In a mega-thrust earthquake, which the Island region experiences every few hundred years, structures might have to withstand prolonged violent seismic movement and repeated aftershocks as was experienced in Japan in 2011 and Chile in 2010. In those cases, Yanev said the majority of casualties were from tsunamis triggered by the quakes because both countries’ building codes require structures to sustain heavy seismic shaking.

“I think … some analysis should be done of how close you should be to codes used in Japan and Chile,” Yanev said.

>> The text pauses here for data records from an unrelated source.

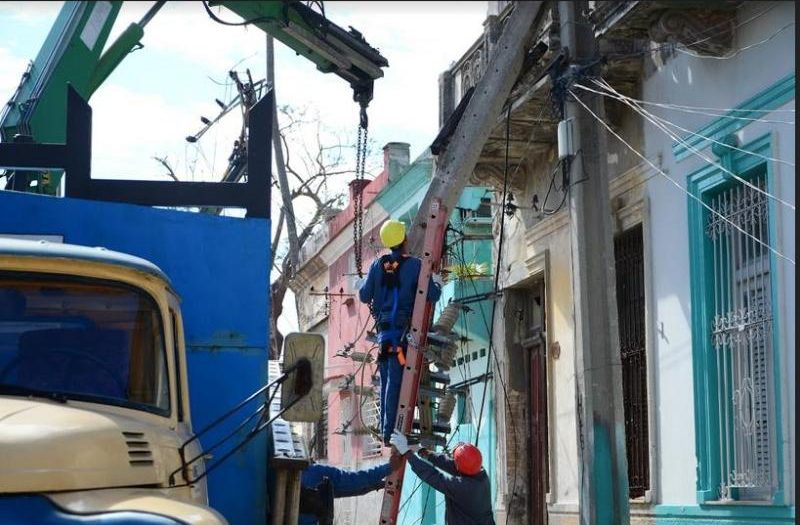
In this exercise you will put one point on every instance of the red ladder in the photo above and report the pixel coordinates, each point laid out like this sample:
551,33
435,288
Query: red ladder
435,228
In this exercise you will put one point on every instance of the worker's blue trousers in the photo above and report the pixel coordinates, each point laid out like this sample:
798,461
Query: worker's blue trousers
391,378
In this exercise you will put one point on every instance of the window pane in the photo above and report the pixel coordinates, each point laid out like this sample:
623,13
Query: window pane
86,339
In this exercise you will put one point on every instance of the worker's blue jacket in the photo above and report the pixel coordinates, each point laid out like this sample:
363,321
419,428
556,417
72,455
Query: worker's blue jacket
467,499
377,291
346,483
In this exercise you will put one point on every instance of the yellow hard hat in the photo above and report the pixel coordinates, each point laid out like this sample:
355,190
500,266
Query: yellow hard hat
392,233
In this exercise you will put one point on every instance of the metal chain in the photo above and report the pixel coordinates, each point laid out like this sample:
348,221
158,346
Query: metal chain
358,198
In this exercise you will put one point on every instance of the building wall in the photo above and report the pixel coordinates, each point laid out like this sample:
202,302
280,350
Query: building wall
640,194
718,84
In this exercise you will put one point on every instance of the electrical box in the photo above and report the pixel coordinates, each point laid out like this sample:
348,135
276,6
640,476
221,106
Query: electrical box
565,140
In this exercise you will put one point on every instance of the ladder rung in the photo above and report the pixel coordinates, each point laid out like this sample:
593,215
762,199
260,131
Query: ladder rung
431,392
440,377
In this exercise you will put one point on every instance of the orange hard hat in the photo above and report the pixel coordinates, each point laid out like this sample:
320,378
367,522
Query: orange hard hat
467,458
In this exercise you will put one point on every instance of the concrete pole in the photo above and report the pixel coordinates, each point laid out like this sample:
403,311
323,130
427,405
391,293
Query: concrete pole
279,496
602,461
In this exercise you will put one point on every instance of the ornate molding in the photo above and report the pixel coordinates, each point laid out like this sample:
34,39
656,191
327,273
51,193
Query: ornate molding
689,27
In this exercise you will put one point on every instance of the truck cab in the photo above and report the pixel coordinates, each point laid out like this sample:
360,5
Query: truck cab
94,404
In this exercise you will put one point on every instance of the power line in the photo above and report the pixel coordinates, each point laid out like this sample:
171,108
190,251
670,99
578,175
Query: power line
710,139
677,185
701,155
737,51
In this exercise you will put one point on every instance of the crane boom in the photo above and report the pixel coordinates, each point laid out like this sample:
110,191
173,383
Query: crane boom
75,52
426,237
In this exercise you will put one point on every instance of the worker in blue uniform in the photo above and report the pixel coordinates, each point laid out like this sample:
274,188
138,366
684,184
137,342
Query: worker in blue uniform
390,290
319,483
460,477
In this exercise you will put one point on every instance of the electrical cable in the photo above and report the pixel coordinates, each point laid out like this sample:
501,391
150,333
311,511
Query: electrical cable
681,188
698,153
218,20
643,112
739,50
491,326
672,45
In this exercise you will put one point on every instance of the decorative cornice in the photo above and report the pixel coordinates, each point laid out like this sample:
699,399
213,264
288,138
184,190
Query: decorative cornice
771,97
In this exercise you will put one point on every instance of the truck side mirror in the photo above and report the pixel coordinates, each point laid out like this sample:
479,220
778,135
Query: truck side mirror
305,354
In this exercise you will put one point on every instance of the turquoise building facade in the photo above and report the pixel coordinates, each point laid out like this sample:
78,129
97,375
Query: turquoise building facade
468,265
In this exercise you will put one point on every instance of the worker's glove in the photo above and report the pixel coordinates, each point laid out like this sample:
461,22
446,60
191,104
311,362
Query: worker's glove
359,282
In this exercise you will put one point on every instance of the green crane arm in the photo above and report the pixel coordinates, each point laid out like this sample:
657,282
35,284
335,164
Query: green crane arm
73,53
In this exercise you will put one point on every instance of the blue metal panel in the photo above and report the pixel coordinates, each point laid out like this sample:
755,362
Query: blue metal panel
220,268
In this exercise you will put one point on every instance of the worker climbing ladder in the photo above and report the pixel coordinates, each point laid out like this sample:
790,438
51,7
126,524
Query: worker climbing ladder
453,168
436,222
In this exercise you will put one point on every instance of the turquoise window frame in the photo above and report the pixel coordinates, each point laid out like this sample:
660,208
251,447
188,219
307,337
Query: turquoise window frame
700,184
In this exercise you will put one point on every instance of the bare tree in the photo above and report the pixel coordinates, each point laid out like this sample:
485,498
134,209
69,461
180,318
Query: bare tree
316,165
319,163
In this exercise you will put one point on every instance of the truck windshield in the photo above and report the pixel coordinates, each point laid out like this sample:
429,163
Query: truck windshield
82,339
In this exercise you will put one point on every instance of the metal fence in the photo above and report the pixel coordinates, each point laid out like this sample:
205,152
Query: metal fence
741,338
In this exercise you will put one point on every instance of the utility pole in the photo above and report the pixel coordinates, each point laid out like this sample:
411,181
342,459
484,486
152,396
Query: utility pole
602,461
286,195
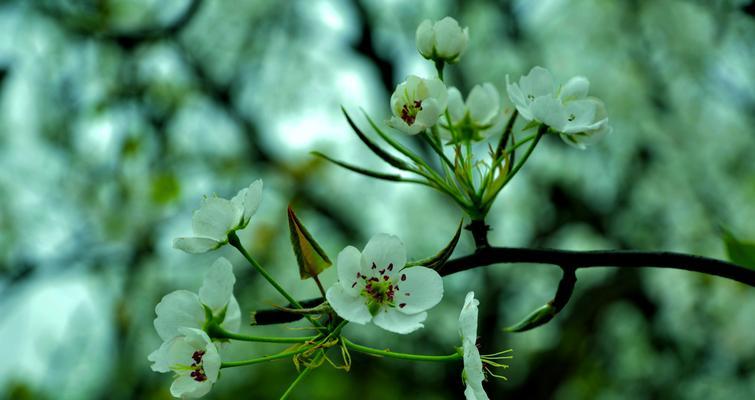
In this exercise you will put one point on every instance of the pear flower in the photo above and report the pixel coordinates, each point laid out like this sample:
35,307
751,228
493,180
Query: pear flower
218,217
480,112
372,286
443,40
417,103
567,110
473,374
185,309
193,358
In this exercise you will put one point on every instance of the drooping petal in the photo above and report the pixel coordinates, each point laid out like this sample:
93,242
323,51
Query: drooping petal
195,245
420,289
386,252
455,105
186,387
395,321
574,89
425,38
252,199
178,309
550,111
348,265
217,287
468,318
350,308
232,321
215,218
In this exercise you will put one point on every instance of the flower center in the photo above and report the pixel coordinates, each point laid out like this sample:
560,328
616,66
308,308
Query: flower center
197,372
409,112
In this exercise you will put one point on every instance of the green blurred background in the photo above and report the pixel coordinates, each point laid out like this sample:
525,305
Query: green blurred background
117,116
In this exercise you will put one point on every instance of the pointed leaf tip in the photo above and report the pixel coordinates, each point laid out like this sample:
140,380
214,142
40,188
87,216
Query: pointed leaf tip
310,256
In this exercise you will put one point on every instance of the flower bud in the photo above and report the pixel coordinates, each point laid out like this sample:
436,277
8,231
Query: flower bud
443,40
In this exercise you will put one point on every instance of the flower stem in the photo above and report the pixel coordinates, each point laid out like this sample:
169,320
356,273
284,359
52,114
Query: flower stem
230,364
233,240
301,375
402,356
218,332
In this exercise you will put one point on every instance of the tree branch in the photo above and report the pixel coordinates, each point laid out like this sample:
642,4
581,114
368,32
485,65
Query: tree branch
601,258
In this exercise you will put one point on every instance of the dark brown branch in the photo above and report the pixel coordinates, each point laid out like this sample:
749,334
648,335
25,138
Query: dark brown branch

Communities and companies can spend huge budgets building resilience through structural upgrades and building tsunami walls, but many techniques for mitigating earthquake damage are cheap and can save millions of dollars in lost property and services.

“Often when considering a strategy, mitigation is seen as too expensive and often disregarded as a viable option and in hundreds and hundreds and hundreds of projects, that is simply not true … it can be very reasonable and very cost-effective,” Yanev said.

Yanev and Ringwald cited several such examples. In one incident, a $50-million turbine for generating electrical power was destroyed when its bearings burned out after an earthquake, toppled and smashed a bank of batteries used to supply emergency power to the turbine’s oil pumps. Cost for the bolts to secure the batteries would have been about $100.

Los Angeles lost much of its telephone service in the 1994 Northridge earthquake when several equipment cooling units were toppled and damaged. Had they been simply bolted to the structure they were placed on, telephone service wouldn’t have failed. The estimated cost for the bolts was about $1,600.

“This is an example of a trivial thing causing a huge disruption to the economy,” Ringwald said.